Astronomy

RZ Piscium – a UX Orionis type variable Star in Constellation Pisces

RZ Piscium – a UX Orionis type variable Star in Constellation Pisces

RZ Piscium (or RZ Psc) is a variable star of the UX Orionis type located 550 light-years (170 pc) away in the constellation Pisces. One of the most unusual members of the UX Ori star family is RZ Psc. The star has been observed to brighten and dim erratically over time, dimming by as much as a tenth of its normal luminosity. RZ Piscium has been discovered to emit a large amount of infrared radiation, implying the presence of a significant mass of gas and dust orbiting the star, possibly from a “disrupted planet.”

Astronomers studying RZ Piscium, a variable Sun-like star, discovered evidence that its strange, unpredictable dimming episodes could be caused by orbiting clouds of gas and dust, the remnants of one or more destroyed exoplanets.

Observations

The XMM-Newton satellite, the Shane 3-meter telescope at Lick Observatory in California, and the 10-meter Keck I telescope at W. M. Keck Observatory in Hawaii were used to study RZ Piscium in 2017. The temperature of the star was discovered to be approximately the same as that of the Sun (5,600 K (5,330 °C)). Furthermore, the star was discovered to emit a thousand times more x-rays than the Sun, indicating that it is young.

RZ Piscium, on the other hand, was discovered to have a relatively small amount of surface lithium, implying that the star is between 30 and 50 million years old; this is somewhat “old” for a star with so much circumstellar dust.
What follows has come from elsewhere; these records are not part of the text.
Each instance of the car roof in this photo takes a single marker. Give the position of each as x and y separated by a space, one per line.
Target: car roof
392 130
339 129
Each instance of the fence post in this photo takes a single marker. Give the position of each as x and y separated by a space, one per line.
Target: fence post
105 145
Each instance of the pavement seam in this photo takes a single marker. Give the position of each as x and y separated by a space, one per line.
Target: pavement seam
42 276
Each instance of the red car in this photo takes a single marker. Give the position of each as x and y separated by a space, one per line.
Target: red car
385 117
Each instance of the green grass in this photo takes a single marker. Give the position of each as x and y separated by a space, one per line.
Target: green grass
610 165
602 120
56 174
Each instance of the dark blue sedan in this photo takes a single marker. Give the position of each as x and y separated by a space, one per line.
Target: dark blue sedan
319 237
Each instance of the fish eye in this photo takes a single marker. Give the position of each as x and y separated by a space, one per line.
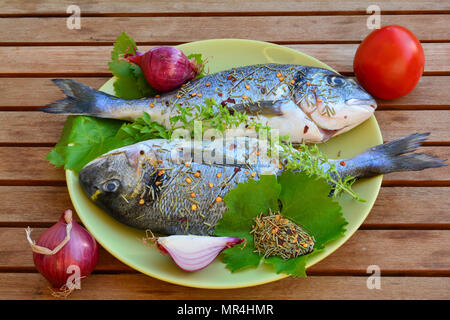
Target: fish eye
111 185
335 81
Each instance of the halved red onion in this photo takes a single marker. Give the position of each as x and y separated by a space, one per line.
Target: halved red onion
192 253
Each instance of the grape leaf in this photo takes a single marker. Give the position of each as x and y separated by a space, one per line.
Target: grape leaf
246 201
83 139
304 200
308 205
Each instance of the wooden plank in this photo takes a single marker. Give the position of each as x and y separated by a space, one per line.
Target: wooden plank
21 164
428 94
395 207
212 6
138 286
39 127
340 57
92 60
410 251
16 252
30 127
280 29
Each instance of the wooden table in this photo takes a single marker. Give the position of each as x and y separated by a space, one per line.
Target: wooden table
407 233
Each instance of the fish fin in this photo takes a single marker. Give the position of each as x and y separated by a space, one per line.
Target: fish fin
394 156
80 98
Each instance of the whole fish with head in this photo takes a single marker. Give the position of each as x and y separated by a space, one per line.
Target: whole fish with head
165 186
309 104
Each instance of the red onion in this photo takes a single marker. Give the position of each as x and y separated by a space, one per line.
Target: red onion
63 250
165 68
192 253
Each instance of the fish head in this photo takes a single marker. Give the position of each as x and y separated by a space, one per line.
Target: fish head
335 103
117 176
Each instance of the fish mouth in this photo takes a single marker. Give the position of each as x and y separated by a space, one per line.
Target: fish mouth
364 103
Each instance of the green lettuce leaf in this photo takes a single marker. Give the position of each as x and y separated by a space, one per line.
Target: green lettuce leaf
244 203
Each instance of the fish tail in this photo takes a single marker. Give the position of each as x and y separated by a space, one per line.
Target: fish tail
80 99
394 156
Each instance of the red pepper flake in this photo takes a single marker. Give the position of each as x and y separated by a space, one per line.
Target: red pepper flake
223 103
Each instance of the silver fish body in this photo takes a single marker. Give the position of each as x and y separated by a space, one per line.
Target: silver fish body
171 187
309 104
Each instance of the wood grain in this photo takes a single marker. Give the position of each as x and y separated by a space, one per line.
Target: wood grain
24 164
408 230
211 7
82 61
428 94
396 207
280 29
410 252
138 286
39 127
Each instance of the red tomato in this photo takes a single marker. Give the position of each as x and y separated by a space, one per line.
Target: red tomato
389 62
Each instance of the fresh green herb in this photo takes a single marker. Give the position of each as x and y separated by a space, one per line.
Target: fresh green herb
304 200
130 82
311 161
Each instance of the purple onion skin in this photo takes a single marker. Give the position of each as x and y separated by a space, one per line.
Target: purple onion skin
81 250
165 68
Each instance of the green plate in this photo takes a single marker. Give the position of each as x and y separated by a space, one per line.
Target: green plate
125 243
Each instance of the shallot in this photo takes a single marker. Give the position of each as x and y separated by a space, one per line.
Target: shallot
192 253
165 68
64 253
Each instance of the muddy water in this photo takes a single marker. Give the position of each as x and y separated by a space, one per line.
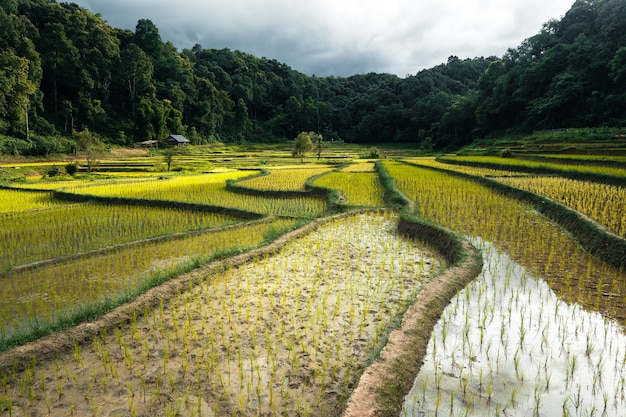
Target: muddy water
507 345
288 334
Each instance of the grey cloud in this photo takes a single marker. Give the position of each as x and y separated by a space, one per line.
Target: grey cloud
327 37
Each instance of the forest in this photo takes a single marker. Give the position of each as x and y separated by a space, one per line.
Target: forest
63 70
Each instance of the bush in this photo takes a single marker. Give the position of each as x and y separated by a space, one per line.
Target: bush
13 146
506 153
53 171
71 169
373 153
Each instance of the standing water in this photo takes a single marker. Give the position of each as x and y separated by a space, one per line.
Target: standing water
508 346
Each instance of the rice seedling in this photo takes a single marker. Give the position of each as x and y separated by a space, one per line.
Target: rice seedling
207 189
498 162
67 230
19 201
542 246
285 179
527 311
575 383
602 202
358 188
35 299
273 359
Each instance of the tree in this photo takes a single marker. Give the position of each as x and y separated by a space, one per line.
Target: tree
318 140
303 144
89 146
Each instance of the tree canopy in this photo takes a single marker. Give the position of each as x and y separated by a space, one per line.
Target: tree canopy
63 69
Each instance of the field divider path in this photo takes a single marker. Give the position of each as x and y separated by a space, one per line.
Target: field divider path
385 383
127 245
48 347
595 238
243 214
575 175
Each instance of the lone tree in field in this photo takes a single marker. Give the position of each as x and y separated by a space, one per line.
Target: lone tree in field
304 144
89 146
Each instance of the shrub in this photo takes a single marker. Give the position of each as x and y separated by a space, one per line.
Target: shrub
71 169
53 171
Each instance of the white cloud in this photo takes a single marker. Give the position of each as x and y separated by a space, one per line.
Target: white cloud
330 37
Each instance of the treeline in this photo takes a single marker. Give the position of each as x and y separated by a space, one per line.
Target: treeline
63 69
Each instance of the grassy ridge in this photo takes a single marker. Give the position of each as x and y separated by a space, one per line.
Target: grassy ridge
607 175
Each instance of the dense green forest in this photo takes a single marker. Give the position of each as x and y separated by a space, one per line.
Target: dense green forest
63 69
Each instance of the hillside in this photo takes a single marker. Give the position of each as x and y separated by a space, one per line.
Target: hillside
66 70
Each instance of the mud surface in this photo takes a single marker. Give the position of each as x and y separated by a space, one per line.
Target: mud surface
264 333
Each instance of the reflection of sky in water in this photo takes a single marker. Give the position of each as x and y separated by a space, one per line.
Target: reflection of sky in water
506 345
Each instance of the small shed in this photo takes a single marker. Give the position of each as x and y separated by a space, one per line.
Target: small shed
148 144
176 140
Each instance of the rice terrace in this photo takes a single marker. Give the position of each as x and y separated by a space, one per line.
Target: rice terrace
247 283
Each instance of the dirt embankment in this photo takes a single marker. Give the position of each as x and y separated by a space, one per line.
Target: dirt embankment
384 384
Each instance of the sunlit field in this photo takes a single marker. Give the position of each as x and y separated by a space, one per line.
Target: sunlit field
204 313
604 203
19 201
208 189
359 188
489 372
70 229
284 179
285 335
36 298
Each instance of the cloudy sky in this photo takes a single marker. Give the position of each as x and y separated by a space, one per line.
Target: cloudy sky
342 37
Most dusty young stars like RZ Piscium may be producing planets, but given its advanced age, RZ Piscium may be destroying and consuming its planets instead.

The astronomers used the ESA’s XMM-Newton satellite, the Shane 3-m telescope at Lick Observatory in California, and the 10-m Keck I telescope at W. M. Keck Observatory in Hawaii to observe RZ Piscium.

The surface temperature of the star was discovered to be around 9,600 degrees Fahrenheit (5,330 degrees Celsius), only slightly cooler than the Sun’s. They also show that the star is enriched in lithium, which is slowly destroyed by nuclear reactions inside stars.

In 2020, a red dwarf companion with a mass of 0.12 solar mass was discovered at a projected distance of 23 AU from the primary star. The companion star’s incandescence thus accounts for roughly one-third of the excess infrared emission previously attributed to dust.

According to the astronomers, it is possible that the star’s gravitational tides are removing material from a nearby substellar companion or giant planet, resulting in intermittent streams of gas and dust, or that the companion has already been completely dissolved. Another possibility is that one or more massive gas-rich planets in the system collided catastrophically in the recent past.